Uploaded image for project: 'Jenkins'
  1. Jenkins
  2. JENKINS-23244

Slave build history page has no data and spawns a ton of very long-lived blocking threads on the master

      So I went to try to see the usage for a slave on builds.apache.org, and the page had no builds on it. I eventually noticed the "Calculation in progress" bit and thought "Oh, ok, I'll leave this up and check again later". That was a mistake. Now there are 30+ threads on the master like the ones in https://gist.github.com/abayer/88e390e3f0859f8b64e2 - i.e., a whole ton of HTTP POST requests to /computer/foo/timeline/data, all but one blocking on the one that's running, and the one that's running takes a long time to finish.

      This means (a) that the build history page for a slave is useless and (b) that we're churning CPU/IO and, I'm guessing, doing so repeatedly without caching, since when I check it now, even an hour and a half later, there's no data on the page.

          [JENKINS-23244] Slave build history page has no data and spawns a ton of very long-lived blocking threads on the master

          Andrew Bayer created issue -

          Adjusting the priority since it only affects relatively unvisited pages of large deployments.

          Kohsuke Kawaguchi added a comment - Adjusting the priority since it only affects relatively unvisited pages of large deployments.
          Kohsuke Kawaguchi made changes -
          Priority Original: Critical [ 2 ] New: Major [ 3 ]

          Looking at the thread dump, the call stack indicates this call resulted in loading all the build records (via AbstractLazyLoadRunMap.all), which looks suspicious.
          I'd think this operation would only require walking newer build records.

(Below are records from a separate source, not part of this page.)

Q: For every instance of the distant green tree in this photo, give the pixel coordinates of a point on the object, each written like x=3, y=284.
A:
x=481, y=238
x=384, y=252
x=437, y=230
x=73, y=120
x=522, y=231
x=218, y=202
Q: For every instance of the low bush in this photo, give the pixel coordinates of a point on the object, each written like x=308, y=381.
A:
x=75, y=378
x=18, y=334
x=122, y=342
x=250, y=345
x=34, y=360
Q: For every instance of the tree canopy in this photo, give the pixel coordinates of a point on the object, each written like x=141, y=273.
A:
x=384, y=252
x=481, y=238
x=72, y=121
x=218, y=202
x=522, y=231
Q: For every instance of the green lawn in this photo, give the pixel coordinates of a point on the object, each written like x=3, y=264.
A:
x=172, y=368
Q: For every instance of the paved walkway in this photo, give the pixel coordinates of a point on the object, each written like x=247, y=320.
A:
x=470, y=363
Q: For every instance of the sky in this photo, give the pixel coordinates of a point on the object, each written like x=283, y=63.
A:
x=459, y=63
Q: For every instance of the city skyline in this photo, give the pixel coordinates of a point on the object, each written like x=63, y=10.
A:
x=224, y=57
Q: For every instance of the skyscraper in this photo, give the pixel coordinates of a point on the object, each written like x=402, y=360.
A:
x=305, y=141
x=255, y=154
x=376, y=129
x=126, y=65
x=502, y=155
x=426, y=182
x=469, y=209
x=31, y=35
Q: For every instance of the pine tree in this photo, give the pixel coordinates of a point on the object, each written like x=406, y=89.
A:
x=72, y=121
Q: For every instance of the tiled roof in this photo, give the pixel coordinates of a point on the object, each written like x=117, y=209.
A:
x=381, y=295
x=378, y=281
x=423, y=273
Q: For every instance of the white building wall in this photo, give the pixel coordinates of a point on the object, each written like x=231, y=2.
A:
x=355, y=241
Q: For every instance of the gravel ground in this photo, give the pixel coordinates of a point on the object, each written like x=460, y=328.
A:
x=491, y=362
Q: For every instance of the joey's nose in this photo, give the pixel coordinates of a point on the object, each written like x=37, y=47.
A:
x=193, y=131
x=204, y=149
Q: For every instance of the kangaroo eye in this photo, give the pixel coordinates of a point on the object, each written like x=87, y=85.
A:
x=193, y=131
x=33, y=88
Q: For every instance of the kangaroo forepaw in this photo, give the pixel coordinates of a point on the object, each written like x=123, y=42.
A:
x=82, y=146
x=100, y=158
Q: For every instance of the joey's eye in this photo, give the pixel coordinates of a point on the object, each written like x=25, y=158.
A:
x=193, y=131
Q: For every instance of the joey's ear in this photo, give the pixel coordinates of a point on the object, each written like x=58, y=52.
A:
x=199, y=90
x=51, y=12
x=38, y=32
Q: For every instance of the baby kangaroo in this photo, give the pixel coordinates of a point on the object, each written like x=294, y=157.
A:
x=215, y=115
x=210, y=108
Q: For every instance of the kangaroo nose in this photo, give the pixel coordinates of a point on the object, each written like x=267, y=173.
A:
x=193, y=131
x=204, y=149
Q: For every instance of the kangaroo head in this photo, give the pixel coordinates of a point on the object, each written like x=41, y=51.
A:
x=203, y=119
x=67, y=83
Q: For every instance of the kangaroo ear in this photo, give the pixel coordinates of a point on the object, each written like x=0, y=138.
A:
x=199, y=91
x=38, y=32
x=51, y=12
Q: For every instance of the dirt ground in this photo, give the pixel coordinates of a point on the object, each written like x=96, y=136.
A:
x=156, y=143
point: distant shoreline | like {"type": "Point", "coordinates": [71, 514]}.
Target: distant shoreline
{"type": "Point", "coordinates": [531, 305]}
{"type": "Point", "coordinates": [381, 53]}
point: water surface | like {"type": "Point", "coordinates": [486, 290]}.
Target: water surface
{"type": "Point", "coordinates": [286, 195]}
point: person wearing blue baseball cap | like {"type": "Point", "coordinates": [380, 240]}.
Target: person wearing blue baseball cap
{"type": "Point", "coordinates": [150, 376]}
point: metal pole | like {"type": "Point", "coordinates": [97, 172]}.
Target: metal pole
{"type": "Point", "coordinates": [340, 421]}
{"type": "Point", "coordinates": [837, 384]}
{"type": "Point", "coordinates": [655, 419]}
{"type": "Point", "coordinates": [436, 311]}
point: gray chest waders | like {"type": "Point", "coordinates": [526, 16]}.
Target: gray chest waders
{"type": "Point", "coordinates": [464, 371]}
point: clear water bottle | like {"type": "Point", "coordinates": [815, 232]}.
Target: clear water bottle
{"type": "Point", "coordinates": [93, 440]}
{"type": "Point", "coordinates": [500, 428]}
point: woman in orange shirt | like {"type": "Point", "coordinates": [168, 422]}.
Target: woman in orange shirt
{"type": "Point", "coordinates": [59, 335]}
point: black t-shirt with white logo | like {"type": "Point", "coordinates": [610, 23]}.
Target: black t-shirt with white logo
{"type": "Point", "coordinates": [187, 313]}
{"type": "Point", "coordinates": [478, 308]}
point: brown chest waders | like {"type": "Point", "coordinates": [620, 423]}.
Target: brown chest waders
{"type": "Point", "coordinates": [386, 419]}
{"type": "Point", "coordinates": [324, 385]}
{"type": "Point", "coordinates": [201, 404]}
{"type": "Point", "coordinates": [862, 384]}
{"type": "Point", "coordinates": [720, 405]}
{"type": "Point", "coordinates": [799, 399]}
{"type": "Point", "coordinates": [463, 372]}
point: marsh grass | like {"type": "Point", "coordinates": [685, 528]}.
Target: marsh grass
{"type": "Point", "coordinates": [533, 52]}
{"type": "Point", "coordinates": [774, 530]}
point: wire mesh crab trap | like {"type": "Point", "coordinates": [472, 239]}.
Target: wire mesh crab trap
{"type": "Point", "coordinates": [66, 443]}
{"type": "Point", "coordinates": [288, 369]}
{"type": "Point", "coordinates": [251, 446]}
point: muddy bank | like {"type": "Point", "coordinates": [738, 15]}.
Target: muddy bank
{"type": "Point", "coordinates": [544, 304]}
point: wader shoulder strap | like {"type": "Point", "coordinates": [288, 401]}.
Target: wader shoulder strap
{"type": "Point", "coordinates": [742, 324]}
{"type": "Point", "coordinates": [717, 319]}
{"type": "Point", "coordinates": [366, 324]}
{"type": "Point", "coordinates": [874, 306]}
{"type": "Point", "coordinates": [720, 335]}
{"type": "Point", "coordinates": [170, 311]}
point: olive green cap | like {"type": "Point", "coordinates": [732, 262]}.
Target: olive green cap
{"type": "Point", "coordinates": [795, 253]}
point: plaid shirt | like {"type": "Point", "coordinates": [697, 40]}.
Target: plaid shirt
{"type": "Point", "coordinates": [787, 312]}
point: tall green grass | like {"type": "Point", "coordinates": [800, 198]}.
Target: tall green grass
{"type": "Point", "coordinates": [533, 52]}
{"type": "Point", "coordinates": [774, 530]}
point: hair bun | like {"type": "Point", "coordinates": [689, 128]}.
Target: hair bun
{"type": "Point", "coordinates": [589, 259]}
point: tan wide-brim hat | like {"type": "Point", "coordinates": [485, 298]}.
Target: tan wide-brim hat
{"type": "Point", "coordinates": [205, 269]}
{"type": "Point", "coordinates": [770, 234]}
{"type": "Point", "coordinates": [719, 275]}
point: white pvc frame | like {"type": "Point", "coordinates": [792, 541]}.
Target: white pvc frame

          "Handling POST /computer/hadoop4/timeline/data/ : http-bio-8090-exec-895" Id=22685 Group=main RUNNABLE
          	at java.io.UnixFileSystem.getBooleanAttributes0(Native Method)
          	at java.io.UnixFileSystem.getBooleanAttributes(UnixFileSystem.java:242)
          	at java.io.File.exists(File.java:813)
          	at hudson.model.RunMap.retrieve(RunMap.java:219)
          	at hudson.model.RunMap.retrieve(RunMap.java:59)
          	at jenkins.model.lazy.AbstractLazyLoadRunMap.load(AbstractLazyLoadRunMap.java:687)
          	-  locked hudson.model.RunMap@3fa6ce65
          	at jenkins.model.lazy.AbstractLazyLoadRunMap.load(AbstractLazyLoadRunMap.java:649)
          	-  locked hudson.model.RunMap@3fa6ce65
          	at jenkins.model.lazy.AbstractLazyLoadRunMap.search(AbstractLazyLoadRunMap.java:381)
          	at hudson.model.AbstractBuild.getPreviousBuild(AbstractBuild.java:219)
          	at hudson.tasks.Fingerprinter$FingerprintAction.compact(Fingerprinter.java:360)
          	at hudson.tasks.Fingerprinter$FingerprintAction.onLoad(Fingerprinter.java:349)
          	at hudson.model.Run.onLoad(Run.java:337)
          	at hudson.model.RunMap.retrieve(RunMap.java:223)
          	at hudson.model.RunMap.retrieve(RunMap.java:59)
          	at jenkins.model.lazy.AbstractLazyLoadRunMap.load(AbstractLazyLoadRunMap.java:687)
          	at jenkins.model.lazy.AbstractLazyLoadRunMap.load(AbstractLazyLoadRunMap.java:670)
          	at jenkins.model.lazy.AbstractLazyLoadRunMap.all(AbstractLazyLoadRunMap.java:622)
          	-  locked hudson.model.RunMap@3fa6ce65
          	at jenkins.model.lazy.AbstractLazyLoadRunMap.entrySet(AbstractLazyLoadRunMap.java:277)
          	at java.util.AbstractMap$2$1.<init>(AbstractMap.java:378)
          	at java.util.AbstractMap$2.iterator(AbstractMap.java:377)
          	at hudson.util.RunList.iterator(RunList.java:97)
          	at com.google.common.collect.Iterables$15.apply(Iterables.java:1128)
          	at com.google.common.collect.Iterables$15.apply(Iterables.java:1125)
          	at com.google.common.collect.Iterators$8.next(Iterators.java:812)
          	at com.google.common.collect.Iterators$MergingIterator.<init>(Iterators.java:1306)
          	at com.google.common.collect.Iterators.mergeSorted(Iterators.java:1274)
          	at com.google.common.collect.Iterables$14.iterator(Iterables.java:1113)
          	at com.google.common.collect.Iterables$UnmodifiableIterable.iterator(Iterables.java:94)
          	at com.google.common.collect.Iterables$6.iterator(Iterables.java:585)
          	at hudson.util.RunList$2.iterator(RunList.java:210)
          	at hudson.util.RunList$2.iterator(RunList.java:210)
          	at com.google.common.collect.Iterables$6.iterator(Iterables.java:585)
          	at hudson.util.RunList.iterator(RunList.java:97)
          	at hudson.model.BuildTimelineWidget.doData(BuildTimelineWidget.java:63)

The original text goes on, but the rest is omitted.